For starters, researchers in developmental plasticity may benefit from learning more about development itself, how development produces traits in space and time, how it puts them together and how the underlying processes enable each other. Here, the highly conserved nature of core processes emphasized by the theory of facilitated variation may provide a useful starting point. To do so, however, our research must focus more on understanding the nature of development and developmental plasticity and less on cataloging environment-responsive genes. The latter is of course a terrific starting point, but by itself is unlikely to substitute for understanding the mechanisms by which developmental plasticity comes into being.

Secondly, research in developmental plasticity needs to take advantage of quantitative and thus predictive frameworks that have developed elsewhere, but that with modest modifications may immediately be applicable to current challenges.
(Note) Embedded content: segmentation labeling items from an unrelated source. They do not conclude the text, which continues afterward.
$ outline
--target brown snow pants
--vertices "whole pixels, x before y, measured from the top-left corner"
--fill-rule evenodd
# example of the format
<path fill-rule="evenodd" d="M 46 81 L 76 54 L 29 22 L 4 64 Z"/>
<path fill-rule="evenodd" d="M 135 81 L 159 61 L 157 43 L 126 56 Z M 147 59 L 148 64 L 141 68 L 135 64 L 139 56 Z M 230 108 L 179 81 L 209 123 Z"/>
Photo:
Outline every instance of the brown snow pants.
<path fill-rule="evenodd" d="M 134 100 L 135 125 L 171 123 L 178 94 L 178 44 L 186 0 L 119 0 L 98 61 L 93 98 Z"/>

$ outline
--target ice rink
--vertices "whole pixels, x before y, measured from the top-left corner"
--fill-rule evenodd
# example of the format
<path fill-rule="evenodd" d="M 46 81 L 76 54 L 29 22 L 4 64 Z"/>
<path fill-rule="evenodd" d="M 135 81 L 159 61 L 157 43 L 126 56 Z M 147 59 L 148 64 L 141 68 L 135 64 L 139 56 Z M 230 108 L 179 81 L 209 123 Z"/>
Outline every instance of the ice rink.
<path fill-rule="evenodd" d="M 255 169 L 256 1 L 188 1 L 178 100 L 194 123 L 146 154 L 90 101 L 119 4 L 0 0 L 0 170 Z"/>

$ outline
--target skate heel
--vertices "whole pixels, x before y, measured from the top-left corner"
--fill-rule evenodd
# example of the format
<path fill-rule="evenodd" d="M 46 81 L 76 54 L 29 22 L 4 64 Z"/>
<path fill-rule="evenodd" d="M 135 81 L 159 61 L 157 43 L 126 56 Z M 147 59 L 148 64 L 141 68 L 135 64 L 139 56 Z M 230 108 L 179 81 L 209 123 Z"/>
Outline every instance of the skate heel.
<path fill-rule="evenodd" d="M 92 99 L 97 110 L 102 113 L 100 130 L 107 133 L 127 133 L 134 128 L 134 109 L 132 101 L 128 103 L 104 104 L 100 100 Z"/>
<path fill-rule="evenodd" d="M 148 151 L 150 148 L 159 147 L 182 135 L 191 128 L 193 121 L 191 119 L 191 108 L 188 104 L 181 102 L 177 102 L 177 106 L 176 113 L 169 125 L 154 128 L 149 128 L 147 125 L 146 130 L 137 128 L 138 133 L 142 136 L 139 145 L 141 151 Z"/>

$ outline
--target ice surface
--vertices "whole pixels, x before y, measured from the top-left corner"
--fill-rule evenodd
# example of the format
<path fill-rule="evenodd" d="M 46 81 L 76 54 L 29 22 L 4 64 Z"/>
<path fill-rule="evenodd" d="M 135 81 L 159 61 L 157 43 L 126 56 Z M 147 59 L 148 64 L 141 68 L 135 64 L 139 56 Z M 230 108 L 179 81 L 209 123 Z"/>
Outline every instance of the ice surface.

A case in point is NCT, which has already resulted in an expansion of evolutionary theory by modeling selective environments as co-evolving because of the evolution of environment-modifying phenotypes (Laland et al. 1996, 1999; Laland and Sterelny, 2006; Saltz and Nuzhdin, 2014). There is no reason why such models could not be coopted into efforts to understand and predict the evolution of developmental plasticity.

Lastly, while evolutionary biology has come a long way in recognizing and incorporating the significance of developmental plasticity, this process must continue, not just within evolutionary biology but in the biological sciences in general. Not only can plastic development no longer be viewed as an embellishment of 'normal' development, an add-on, present in a set of special cases, developmental plasticity instead needs to be recognized as the norm of development and as an important nexus for directing developmental evolution. Developmental plasticity is everywhere, from microtubule and synapse formation to allometries and learning. To develop is to be plastic. To make traits come into being is to utilize developmental plasticity. Research in developmental plasticity thus deserves to be recognized for what it really is—an investigation of phenomena of fundamental importance to the genesis of all traits, in all organisms. It is an exciting time indeed to study the development and evolution of plasticity.